Reputation: 2259
I have some rank data with missing values. The highest ranked item was assigned a value of '1'. 'NA' values occur when the item was not ranked.
# sample data
df <- data.frame(Item1 = c(1,2, NA, 2, 3), Item2 = c(3,1,NA, NA, 1), Item3 = c(2,NA, 1, 1, 2))
> df
Item1 Item2 Item3
1 1 3 2
2 2 1 NA
3 NA NA 1
4 2 NA 1
5 3 1 2
I would like to randomly impute the 'NA' values in each row with the appropriate unranked values. One solution that would meet my goal would be this:
> solution1
Item1 Item2 Item3
1 1 3 2
2 2 1 3
3 3 2 1
4 2 3 1
5 3 1 2
This code gives a list of possible replacement values for each row.
# set max possible rank in data
max_val <- 3
# calculate row max
df$row_max <- apply(df, 1, max, na.rm= T)
# calculate number of missing values in each row
df$num_na <- max_val - df$row_max
# set a sample vector
samp_vec <- 1:max_val # set a sample vector
# set an empty list
replacements <- vector(mode = "list", length = nrow(df))
# generate a list of replacements for each row
for(i in 1:nrow(df)){
if(df$num_na[i] > 0){
replacements[[i]] <- sample(samp_vec[samp_vec > df$row_max[i] ], df$num_na[i])
} else {
replacements[[i]] <- NULL
}
}
Now puzzling over how I can assign the values in my list to the missing values in each row of my data.frame. (My actual data has 1000's of rows.)

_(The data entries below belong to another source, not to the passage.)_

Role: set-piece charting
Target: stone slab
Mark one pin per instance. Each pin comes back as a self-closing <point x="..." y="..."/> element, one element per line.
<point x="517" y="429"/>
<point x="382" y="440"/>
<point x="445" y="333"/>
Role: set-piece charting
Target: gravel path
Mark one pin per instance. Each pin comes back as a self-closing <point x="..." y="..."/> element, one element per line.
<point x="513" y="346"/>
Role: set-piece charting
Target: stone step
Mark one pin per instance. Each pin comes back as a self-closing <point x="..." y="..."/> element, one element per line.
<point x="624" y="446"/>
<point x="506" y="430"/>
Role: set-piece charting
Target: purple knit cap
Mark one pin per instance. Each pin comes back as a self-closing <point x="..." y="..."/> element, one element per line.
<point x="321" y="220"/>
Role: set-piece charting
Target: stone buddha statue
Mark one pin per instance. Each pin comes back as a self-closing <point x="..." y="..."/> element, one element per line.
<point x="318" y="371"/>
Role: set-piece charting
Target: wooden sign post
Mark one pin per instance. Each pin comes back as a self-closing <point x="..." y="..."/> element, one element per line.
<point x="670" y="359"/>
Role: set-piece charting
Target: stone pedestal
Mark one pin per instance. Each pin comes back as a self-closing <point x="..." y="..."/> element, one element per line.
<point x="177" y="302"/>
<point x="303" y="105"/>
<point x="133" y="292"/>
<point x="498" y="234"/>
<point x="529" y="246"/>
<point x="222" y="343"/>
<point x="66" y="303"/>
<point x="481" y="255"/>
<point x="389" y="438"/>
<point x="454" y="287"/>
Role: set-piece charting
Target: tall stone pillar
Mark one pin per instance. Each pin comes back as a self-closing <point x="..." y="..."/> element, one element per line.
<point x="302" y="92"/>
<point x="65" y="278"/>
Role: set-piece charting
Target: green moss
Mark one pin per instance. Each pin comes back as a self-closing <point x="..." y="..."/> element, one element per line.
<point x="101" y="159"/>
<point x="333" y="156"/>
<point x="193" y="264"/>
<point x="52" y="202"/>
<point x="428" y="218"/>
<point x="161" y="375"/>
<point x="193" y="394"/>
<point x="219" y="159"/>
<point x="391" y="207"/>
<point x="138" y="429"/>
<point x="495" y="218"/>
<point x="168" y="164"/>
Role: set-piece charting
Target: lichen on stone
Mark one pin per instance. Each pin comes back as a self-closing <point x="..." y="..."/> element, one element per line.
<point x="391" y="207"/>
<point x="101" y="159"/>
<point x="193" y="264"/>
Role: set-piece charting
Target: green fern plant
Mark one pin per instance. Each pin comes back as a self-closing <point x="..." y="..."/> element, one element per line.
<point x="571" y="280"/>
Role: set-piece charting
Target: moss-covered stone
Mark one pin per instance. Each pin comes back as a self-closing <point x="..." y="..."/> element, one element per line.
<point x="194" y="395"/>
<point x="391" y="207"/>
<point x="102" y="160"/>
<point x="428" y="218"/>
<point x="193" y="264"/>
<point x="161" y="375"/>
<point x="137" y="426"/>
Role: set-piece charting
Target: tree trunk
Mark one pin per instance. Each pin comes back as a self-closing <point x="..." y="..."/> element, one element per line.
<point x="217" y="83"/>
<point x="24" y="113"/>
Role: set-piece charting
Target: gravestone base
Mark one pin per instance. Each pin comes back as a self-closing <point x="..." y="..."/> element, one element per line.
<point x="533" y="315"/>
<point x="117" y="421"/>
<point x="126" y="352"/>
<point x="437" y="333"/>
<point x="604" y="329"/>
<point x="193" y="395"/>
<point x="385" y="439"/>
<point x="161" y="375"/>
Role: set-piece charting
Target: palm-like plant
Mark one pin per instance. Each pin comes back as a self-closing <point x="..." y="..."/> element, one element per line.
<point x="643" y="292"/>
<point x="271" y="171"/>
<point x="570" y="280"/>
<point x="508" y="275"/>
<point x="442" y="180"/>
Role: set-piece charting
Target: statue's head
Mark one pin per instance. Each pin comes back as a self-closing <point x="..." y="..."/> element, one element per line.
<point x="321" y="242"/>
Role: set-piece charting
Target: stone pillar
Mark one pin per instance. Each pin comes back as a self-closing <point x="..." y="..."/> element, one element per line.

Is there a clean way to do this?
Upvotes: 0
Views: 216
Reputation: 388982
A base R option using apply
-
set.seed(123)
df[] <- t(apply(df, 1, function(x) {
#Get values which are not present in the row
val <- setdiff(seq_along(x), x)
#If only 1 missing value replace with the one which is not missing
if(length(val) == 1) x[is.na(x)] <- val
#If more than 1 missing replace randomly
else if(length(val) > 1) x[is.na(x)] <- sample(val)
#If no missing replace the row as it is
x
}))
df
# Item1 Item2 Item3
#1 1 3 2
#2 2 1 3
#3 2 3 1
#4 2 3 1
#5 3 1 2
Upvotes: 1